Traversée de Tenerife (décembre 2016) – 6/13 – d’Asomada del Gato au refuge d’Altavista

Excité par le défi qui m’attend et endormi avant même le coucher du soleil, je lève le bivouac aux premières lueurs. Me voilà parti pour une grimpe continue de 2000 mètres.

Le parcours du sixième jour (lien openrunner)

J’entame l’ascension sur la même rocaille volcanique que la veille, un paysage qui perdure jusqu’à ce que je croise la route qui traverse la caldeira de las Canadas. Je l’emprunte vers le sud pendant deux petits kilomètres, durant lesquelles je dépasse les 2000 mètres d’altitude ; la grimpe proprement dite reprend alors, sur un sentier balisé qui se dirige droit vers le sommet du Teide, dont les contreforts sont constamment visibles à l’horizon. Bonne surprise, ils semblent moins enneigés que les jours précédents. Pour m’y hisser, il me reste 1600 mètres de dénivelé à avaler.

Durant les 500 premiers mètres, l’effort modéré s’effectue sur un sentier sablonneux dont l’inclinaison est constante. Parti d’un sous-bois de pin, je navigue quelques temps dans les hautes herbes, puis dans des paysage de rocailles sans aucune présence organique. A mesure que je m’élève, je profite de panoramas sur les étendues désertiques accidentées de la caldeira de las Canadas gagnent en majesté.

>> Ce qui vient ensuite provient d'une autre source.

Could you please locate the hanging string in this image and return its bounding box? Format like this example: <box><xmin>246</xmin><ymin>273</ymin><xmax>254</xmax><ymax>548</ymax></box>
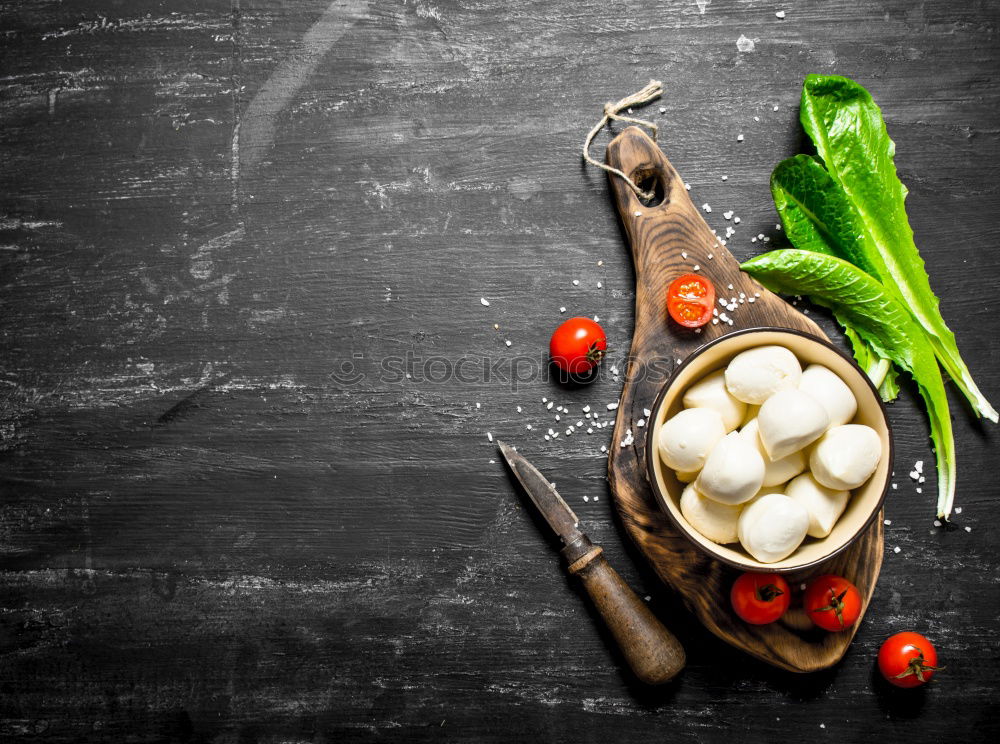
<box><xmin>583</xmin><ymin>80</ymin><xmax>663</xmax><ymax>199</ymax></box>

L’immersion dans la caldeira de Las Canadas

Le passage dans les hautes herbes

La silhouette du volcan du Pico Viejo est constamment visible devant moi

La flore se raréfie

Premier panorama sur les masses volcaniques de la caldera

Le Pico Viejo

Vue sur le sentier avalé…

…et sur la caldera s’étendant à perte de vue

Au moment où apparaissent les premières neiges sur ses côtés, le sentier se durcit et son revêtement devient de plus en plus rocailleux, deux éléments qui m’obligent à ralentir le rythme. Alors que je fais une pause pour m’alimenter, j’aperçois un autre randonneur grimpant à vive allure le même sentier que moi. Il me rattrape un peu plus tard ; c’est un Anglais, passionné comme moi par le cyclisme sur route. Nous en discutons en reprenant l’effort; je dois m’accrocher pour suivre sa cadence.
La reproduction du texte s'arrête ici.